Imprimir Republish

Cell biology

The explosive exit of Trypanosoma cruzi

Electron microscopy image showing reduced cytoskeletal filaments close to the parasites (in pink)

Éden Ferreira / UNIFESP

The protozoan Trypanosoma cruzi, which is transmitted to humans by Triatomine bugs (also known as “kissing bugs”) and causes Chagas disease, begins to reproduce as soon as it enters the human body. Mature forms of the parasite (with a flagellum) are carried by the blood and enter cells of the heart, spleen, and intestines, before transforming into a version (without a flagellum) capable of replicating. Within days, new protozoa fill the cell and are ready to re-enter the blood stream to initiate further invasions. The details of how it enters cells were already known, but little was understood about how it exits them.

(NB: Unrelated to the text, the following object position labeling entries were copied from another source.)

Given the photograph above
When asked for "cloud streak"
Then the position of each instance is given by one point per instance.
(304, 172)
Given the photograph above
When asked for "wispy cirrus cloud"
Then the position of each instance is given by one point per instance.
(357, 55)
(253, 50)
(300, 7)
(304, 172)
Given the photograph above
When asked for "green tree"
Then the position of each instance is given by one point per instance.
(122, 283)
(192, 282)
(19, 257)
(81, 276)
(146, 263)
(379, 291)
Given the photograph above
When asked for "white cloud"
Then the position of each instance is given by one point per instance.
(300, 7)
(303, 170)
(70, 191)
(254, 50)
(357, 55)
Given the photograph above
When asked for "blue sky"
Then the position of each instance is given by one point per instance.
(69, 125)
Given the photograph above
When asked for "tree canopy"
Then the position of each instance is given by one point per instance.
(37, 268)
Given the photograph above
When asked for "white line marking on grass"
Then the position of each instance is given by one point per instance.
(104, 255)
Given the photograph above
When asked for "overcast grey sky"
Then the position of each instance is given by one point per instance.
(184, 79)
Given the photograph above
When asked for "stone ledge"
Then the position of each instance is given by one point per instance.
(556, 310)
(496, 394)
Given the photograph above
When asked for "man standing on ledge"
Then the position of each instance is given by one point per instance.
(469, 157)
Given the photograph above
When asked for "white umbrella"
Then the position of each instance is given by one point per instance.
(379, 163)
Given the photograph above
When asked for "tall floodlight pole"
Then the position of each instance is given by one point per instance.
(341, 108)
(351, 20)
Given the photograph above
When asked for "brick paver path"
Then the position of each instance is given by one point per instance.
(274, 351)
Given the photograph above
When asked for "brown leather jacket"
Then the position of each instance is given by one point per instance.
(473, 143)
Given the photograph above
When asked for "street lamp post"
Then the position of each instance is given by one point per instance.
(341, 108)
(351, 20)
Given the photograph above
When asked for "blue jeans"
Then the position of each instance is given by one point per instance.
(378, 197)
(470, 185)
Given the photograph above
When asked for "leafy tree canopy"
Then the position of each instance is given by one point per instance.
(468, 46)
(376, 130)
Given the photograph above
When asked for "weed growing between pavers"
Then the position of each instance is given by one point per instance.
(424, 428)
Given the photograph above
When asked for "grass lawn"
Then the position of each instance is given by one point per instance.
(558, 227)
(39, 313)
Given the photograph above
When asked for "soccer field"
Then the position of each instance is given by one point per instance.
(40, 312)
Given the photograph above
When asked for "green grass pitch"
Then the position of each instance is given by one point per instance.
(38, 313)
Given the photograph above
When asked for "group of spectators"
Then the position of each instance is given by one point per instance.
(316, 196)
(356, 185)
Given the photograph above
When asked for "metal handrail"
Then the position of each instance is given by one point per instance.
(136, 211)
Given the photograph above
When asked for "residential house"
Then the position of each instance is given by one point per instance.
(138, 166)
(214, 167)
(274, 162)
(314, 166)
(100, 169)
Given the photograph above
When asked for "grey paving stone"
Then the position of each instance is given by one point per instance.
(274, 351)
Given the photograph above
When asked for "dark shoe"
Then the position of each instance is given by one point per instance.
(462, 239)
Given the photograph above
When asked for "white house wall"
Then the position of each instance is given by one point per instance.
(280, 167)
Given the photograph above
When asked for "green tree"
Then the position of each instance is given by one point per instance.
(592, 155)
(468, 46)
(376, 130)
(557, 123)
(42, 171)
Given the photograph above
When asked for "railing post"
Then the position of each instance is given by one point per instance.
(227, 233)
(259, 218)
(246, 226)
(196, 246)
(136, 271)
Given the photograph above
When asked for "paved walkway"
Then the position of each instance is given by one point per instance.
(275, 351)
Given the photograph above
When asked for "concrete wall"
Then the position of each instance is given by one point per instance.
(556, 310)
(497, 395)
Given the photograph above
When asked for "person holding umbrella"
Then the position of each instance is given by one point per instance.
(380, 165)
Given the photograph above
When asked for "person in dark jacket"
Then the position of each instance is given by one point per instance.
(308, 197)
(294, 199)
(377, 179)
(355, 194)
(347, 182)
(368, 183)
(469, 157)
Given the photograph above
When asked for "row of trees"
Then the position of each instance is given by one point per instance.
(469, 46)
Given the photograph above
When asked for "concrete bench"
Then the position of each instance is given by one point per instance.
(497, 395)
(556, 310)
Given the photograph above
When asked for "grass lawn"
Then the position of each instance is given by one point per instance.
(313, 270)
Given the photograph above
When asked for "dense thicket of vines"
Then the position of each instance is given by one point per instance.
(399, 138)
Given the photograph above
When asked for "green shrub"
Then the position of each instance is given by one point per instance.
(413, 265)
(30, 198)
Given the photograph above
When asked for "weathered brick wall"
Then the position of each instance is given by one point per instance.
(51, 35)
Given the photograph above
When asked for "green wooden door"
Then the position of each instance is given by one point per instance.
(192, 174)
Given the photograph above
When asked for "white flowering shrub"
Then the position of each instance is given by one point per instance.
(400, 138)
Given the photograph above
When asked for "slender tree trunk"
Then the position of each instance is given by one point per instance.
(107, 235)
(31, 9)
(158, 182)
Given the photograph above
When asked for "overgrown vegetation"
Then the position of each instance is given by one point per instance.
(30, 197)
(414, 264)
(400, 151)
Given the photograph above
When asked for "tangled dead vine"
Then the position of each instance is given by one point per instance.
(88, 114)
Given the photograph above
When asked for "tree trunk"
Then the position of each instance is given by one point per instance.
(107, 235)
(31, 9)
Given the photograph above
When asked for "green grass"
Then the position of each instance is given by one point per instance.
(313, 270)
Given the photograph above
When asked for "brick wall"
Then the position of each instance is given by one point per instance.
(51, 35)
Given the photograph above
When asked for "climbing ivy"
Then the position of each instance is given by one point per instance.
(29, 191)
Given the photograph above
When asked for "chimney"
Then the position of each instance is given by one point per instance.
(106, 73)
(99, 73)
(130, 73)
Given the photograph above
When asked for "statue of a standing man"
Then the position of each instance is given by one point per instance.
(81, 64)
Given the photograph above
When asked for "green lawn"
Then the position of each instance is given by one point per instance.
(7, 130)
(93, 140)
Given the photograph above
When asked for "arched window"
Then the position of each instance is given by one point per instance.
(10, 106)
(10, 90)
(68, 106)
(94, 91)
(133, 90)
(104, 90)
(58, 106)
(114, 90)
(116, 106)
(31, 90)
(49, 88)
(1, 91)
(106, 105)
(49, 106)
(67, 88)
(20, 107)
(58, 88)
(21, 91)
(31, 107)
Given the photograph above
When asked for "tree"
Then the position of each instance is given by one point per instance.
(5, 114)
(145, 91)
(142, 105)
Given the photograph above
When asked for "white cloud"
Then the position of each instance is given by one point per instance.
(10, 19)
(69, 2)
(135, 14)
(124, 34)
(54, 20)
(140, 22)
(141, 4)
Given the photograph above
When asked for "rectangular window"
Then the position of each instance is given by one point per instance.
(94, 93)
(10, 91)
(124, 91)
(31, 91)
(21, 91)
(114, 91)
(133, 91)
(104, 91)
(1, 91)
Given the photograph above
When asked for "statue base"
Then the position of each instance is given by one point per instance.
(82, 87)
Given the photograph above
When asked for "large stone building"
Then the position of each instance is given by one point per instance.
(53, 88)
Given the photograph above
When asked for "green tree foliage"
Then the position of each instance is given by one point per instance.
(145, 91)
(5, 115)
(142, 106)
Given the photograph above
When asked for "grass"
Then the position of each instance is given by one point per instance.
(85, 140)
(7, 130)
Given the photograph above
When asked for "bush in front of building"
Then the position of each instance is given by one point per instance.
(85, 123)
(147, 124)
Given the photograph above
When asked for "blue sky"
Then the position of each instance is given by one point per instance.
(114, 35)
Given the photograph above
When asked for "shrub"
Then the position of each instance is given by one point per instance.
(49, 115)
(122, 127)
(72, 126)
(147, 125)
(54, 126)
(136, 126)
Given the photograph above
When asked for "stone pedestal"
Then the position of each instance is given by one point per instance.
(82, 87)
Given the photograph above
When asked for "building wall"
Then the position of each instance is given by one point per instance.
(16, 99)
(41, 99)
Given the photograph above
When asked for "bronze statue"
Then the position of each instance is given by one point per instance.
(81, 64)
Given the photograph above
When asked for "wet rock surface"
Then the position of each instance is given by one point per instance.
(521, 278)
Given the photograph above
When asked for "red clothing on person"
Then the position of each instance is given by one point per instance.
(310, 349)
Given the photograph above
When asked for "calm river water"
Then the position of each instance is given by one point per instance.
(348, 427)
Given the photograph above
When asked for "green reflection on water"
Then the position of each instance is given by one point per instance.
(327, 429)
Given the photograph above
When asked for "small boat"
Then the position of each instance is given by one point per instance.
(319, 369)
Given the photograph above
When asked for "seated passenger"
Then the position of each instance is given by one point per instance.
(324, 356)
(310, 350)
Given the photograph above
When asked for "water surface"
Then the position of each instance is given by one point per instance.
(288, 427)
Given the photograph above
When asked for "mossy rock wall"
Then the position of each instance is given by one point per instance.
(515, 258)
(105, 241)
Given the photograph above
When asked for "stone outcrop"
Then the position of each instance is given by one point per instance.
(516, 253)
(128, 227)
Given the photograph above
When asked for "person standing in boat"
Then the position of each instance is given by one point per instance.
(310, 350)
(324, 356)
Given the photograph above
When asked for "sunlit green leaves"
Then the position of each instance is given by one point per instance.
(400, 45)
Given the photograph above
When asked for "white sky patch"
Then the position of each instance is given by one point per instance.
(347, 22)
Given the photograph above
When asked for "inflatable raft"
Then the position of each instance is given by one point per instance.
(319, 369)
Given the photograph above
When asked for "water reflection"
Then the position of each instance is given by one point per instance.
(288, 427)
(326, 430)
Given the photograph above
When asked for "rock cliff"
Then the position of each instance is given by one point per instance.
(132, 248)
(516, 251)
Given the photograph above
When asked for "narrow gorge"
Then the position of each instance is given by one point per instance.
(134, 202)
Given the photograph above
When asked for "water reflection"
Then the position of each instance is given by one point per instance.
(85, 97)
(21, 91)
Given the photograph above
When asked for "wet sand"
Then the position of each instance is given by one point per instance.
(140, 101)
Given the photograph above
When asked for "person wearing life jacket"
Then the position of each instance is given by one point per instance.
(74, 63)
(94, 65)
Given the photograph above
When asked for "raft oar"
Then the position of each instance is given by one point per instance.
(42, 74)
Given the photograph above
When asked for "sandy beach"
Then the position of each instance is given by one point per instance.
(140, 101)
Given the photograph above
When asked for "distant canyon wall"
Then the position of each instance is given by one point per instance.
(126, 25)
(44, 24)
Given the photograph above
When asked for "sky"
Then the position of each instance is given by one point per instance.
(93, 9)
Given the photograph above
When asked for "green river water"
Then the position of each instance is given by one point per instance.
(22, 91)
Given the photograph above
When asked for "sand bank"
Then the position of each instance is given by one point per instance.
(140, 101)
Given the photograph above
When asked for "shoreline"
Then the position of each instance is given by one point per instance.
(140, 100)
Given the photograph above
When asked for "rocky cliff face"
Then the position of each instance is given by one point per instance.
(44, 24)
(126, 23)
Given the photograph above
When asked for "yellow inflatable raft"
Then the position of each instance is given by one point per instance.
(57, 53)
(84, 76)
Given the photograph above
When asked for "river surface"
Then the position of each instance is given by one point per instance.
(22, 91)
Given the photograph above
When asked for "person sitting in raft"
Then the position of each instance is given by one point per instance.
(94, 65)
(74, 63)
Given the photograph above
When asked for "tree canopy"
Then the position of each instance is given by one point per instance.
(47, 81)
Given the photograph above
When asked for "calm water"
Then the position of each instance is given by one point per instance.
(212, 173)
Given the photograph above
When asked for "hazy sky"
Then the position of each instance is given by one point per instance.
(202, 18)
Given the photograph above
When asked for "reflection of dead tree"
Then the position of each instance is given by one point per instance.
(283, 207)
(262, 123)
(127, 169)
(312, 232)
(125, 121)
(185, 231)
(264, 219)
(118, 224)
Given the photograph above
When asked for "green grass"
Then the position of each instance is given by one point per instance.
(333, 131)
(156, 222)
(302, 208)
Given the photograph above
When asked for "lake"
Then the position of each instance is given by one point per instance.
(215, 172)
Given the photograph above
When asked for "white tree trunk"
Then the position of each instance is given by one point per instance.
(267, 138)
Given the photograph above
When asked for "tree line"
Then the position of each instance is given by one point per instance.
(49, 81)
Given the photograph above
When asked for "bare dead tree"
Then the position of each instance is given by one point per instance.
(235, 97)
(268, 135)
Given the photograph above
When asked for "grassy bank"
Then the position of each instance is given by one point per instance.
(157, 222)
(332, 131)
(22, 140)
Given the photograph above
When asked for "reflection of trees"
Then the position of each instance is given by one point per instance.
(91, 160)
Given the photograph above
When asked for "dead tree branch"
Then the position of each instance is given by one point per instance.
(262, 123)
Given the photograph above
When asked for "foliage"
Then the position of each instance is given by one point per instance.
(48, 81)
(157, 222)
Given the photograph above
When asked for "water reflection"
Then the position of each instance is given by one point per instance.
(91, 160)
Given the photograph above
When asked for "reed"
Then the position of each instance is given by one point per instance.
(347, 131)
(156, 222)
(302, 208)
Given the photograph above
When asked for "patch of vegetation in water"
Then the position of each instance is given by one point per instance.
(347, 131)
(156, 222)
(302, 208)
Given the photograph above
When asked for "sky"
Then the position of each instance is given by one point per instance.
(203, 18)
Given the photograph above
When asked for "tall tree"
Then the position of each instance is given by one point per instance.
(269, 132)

Biologist Éden Ferreira, who is doing a postdoctoral fellowship at the laboratory run by biochemist Renato Mortara at the Federal University of São Paulo (UNIFESP), used microscopes to observe and document how the parasite returns to the blood. As it matures, it releases enzymes that digest the cytoskeleton (the network of filaments that gives the cell its shape and helps sustain it). Finally, with the cytoskeleton weakened, the movement of the flagellated parasites bursts the cell membrane in an explosive process (mBio, June 22).